Ser o eu em terceira pessoa.
Atordoado, toda vez que olhava para o céu, limpo ou nublado, via uma bola vermelha. Mas não era qualquer bola vermelha, era aquela que só ele poderia ver. Seria um sinal de Deus? Toda vez que via a tal bola vermelha tinha uma vontade imensa de sorrir, com os poucos dentes que lhe restavam na boca. E sorria... sorria como uma criança. Sorria pois aquela bola vermelha lhe trazia tantas lembranças boas da infância, as mais puras que existiram. A bola vermelha lembrava um abraço quente de fraternidade. Lembrava o catar conchinhas na beira do mar. Cantigas de roda. Beijo molhado. Cheiro da terra depois da chuva. As capuchinhas do quintal de casa. Canto de sabiá.
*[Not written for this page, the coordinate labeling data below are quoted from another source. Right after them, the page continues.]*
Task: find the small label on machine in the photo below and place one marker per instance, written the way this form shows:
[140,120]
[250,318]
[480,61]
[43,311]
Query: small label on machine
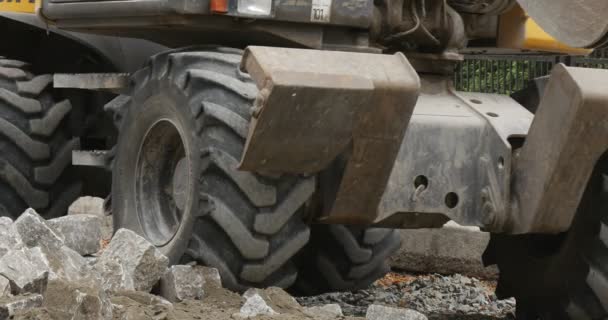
[320,10]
Sentiu-se ridículo. Era ridículo. Tudo foi e sempre é ridículo. Sorriu por não ser nada mas ser ridículo e... pronto! Por um segundo ser ridículo fez todo o sentido para aquela existência que ele tanto anulava. Não sentia mais o corpo, mas enquanto os pensamentos ainda lhe viessem à cabeça, sentia-se vivo. Há muito não se sentia tão feliz.
A bola vermelha despertou a felicidade contida. Aquela felicidade como que guardada no fundo de um baú ou num álbum de fotografias.
E sorria o tempo todo, olhando para o céu.
"Deus é um palhaço", pensou.
E cerrou os olhos, para todo o sempre.